I have no knowledge about peak oil other than you can get easily confused about the issue because either we’ve already passed it decades ago, or we are on the cusp of reaching it, or it’s still decades away. What I am certain of right now, is that our lives as we have known them—guzzling lots of cheap oil—is over. This is not something I can prove to you on a pie chart, or with a pile of studies. This is something at the gut level. And I cannot but help to be worried about the future: what happens when we do run out?
Virtually everything we have is based on extracting oil from the Earth, and within 150 years or so, we’ve expended so much of it that it almost seems criminal. What do we replace it with? Sure, there are scores of alternatives that are always rattled off: wind power, solar energy, biofuels, oil made from algae and the like. However, oil runs through our blood in such a way that all of those other alternatives appear second-rate; like they’re short-term substitutes for the real deal, and that’s black gold. And it cannot last forever.
I am not a doom and gloom person, but rather, someone who is unnerved about the consumption rate of oil, its price, and the fact that its an irreplaceable resource. It took millions of years to form, and as of right now, we’ve gone through about half of the world’s supply. Our ingenuity has taken oil and created dozens of byproducts, but I have not heard of a replacement resource for it. When it all goes away, then what? When the transition start to happen? If I decide that I want to have a family now, I can be assured that my child will be born in a powerful, affluent country, but what about near the end of his lifetime? Will the decline start, will there be enough oil to get him from one side of the country to another? And if he has kids, will they marvel at the stories of how to pass the time we drove around aimlessly simply because gas was so cheap?

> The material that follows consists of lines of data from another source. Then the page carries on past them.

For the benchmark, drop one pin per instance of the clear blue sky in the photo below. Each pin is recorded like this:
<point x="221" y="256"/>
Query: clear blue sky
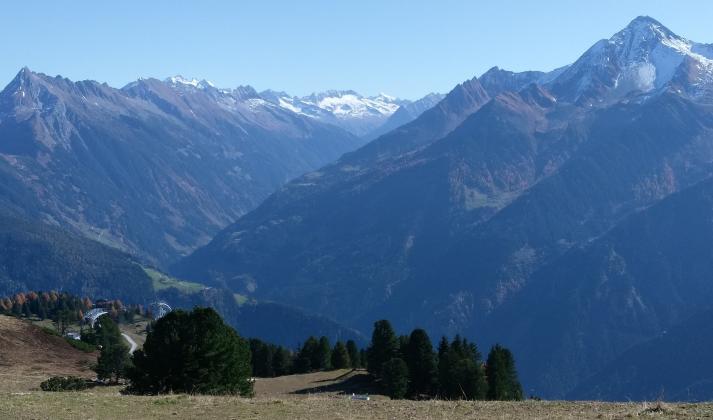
<point x="405" y="48"/>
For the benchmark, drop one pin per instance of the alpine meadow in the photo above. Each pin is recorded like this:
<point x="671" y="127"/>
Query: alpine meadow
<point x="418" y="210"/>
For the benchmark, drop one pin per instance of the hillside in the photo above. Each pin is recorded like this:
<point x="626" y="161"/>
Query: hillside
<point x="155" y="168"/>
<point x="29" y="355"/>
<point x="37" y="256"/>
<point x="504" y="213"/>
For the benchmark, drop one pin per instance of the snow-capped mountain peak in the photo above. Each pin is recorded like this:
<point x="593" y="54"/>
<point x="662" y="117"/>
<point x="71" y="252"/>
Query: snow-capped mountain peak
<point x="645" y="56"/>
<point x="345" y="108"/>
<point x="180" y="81"/>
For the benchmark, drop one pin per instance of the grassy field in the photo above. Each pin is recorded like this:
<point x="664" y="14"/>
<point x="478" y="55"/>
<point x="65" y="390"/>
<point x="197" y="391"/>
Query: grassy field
<point x="108" y="404"/>
<point x="29" y="355"/>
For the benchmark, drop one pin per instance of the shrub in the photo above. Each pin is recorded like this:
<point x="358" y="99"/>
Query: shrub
<point x="81" y="345"/>
<point x="61" y="383"/>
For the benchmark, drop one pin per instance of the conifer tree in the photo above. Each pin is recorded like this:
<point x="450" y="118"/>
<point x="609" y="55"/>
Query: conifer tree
<point x="384" y="346"/>
<point x="282" y="361"/>
<point x="114" y="356"/>
<point x="324" y="354"/>
<point x="193" y="352"/>
<point x="421" y="362"/>
<point x="461" y="374"/>
<point x="503" y="383"/>
<point x="340" y="356"/>
<point x="307" y="358"/>
<point x="354" y="359"/>
<point x="395" y="378"/>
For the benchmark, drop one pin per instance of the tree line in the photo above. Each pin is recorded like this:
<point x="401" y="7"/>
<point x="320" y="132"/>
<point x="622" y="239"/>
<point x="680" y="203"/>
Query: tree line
<point x="408" y="366"/>
<point x="195" y="351"/>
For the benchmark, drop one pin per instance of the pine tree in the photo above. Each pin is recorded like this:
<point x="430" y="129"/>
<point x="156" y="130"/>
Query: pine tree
<point x="353" y="351"/>
<point x="324" y="354"/>
<point x="307" y="358"/>
<point x="395" y="378"/>
<point x="421" y="362"/>
<point x="340" y="356"/>
<point x="503" y="383"/>
<point x="384" y="347"/>
<point x="460" y="370"/>
<point x="193" y="352"/>
<point x="114" y="357"/>
<point x="282" y="361"/>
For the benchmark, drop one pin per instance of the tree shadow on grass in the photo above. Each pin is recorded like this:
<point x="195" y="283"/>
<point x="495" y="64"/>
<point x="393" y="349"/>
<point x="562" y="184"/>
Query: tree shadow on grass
<point x="346" y="384"/>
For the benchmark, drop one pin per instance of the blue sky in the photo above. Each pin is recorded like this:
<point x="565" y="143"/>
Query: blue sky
<point x="404" y="48"/>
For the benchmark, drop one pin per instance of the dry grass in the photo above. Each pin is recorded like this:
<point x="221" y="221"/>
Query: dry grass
<point x="108" y="404"/>
<point x="28" y="356"/>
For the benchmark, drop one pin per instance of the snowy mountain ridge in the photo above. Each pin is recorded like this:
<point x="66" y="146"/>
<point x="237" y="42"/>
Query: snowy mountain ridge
<point x="645" y="56"/>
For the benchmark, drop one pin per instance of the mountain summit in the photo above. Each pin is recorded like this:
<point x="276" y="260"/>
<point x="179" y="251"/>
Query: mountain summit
<point x="643" y="57"/>
<point x="509" y="211"/>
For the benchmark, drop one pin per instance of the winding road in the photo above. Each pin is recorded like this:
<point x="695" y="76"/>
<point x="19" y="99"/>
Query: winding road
<point x="131" y="342"/>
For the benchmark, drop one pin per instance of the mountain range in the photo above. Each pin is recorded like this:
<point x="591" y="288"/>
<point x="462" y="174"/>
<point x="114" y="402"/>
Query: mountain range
<point x="366" y="117"/>
<point x="564" y="214"/>
<point x="155" y="168"/>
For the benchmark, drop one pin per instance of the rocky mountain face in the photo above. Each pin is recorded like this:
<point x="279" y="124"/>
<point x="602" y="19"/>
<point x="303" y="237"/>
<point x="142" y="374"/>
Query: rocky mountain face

It’s at this point that people start to put their faith in science and technology to solve the problem, whereas the standard operating procedure is to ridicule science for not being able to “tell us everything,” especially when it interferes with our religious beliefs. But I digress. If we merely depend on science and technology to save us, it suggests that we don’t need to do anything on our part. While we may be inundated with all sorts of marketing campaigns telling us to “go green” and we mouth platitudes about the environment, on the whole, we like things the way they are. Hell, we expect things to remain the way they are. If we feel like we need to invest in solar or wind power, so be it, but the unspoken demand is that we keep our way of life without any interruptions. I think that’s called having your cake and eating it, too.
I have no answers to any of these questions, but the more I ponder them, the more uneasy I feel that something fundamentally is wrong with our society. I am not against material possessions or the luxuries that most of us can afford; I am planning on buying a high definition television before the end of the year, and I absolutely luv my iPhone. I am uncomfortable with extreme environmental activists as I am their counterparts on the other end of the spectrum, who deny that global warming exists. Yet I am most perturbed by the quiet acquiescence of millions of my fellow countrymen, who appear blissfully unaware that some kind of change is needed in the way we consume our resources. I am not sure if other high civilizations reached a point in their development where luxury items where affordable for most and the populace at large became lazy and detached from the problem of how these goods are produced and what kept their flow strong. I do know, however, that these civilizations eventually collapsed. I wonder when we will get to that point, and history has to turn the page.